Just after Lorraine left, two girls Zoë recognized from physics class sat down at the other end of the table. They unwrapped sandwiches and chattered away between bites. Zoë felt a little guilty about listening, but it seemed imposssible not to, especially when they sat so near. She chased an idea for a poem around her head, something about a silver boy in the moonlight, but finally the word
murder
caught her attention and held it.
“She was Sheila's cousin,” the dark one said dramatically as she leaned across the table.
“Really!”
“Yes, they found her with her throat slashed.”
The tall one shuddered. “God, it's like Jack the Ripper or something.”
“Ugh!” they agreed in unison.
Lorraine returned with her lunch, and the other conversation faded into the background. “Have you been reading the paper lately?” Zoë asked Lorraine.
“Not really.
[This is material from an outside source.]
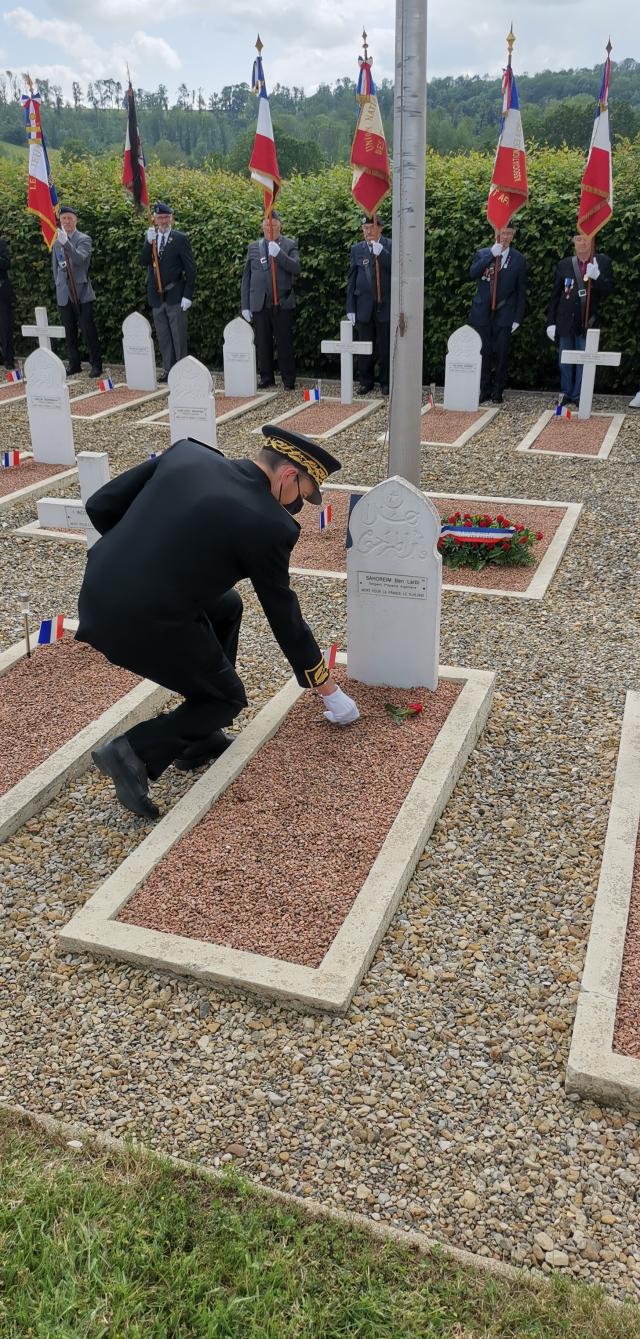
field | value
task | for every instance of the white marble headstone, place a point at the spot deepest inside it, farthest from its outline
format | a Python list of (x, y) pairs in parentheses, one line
[(462, 370), (394, 588), (48, 409), (238, 358), (139, 354), (192, 403)]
Who's got time? Why?”
Zoë glanced at the girls at the end of the table, still engrossed in the details of murder. “Oh, there was something in the news. I saw a headline, but I didn't read about it. I thought you might know.”
“Not me. They call meâMiss Oblivious,” Lorraine camped in her Saturday-morning-cartoon voice.
Zoë laughed to cover her irritation. It was too true. “Never mind.”
After school her father was outside to pick her up. “Hop in. We're going to the hospital,” he said, but that was about all he said on the way. He concentrated on driving with the intensity of the newly licensed, as if one thing could block out all others. Zoë watched him carefully, waiting for news, but in vain. She wanted to say something, anything, to break the silence but couldn't think of an opening remark. Then they were there.
People always talked about hating the smell of hospitals. As they went up in the elevator, Zoë thought this one smelled rather pleasant, like evergreen or something. It was irritating that there should be anything to like. She worried a piece of paper in her coat pocket to shreds.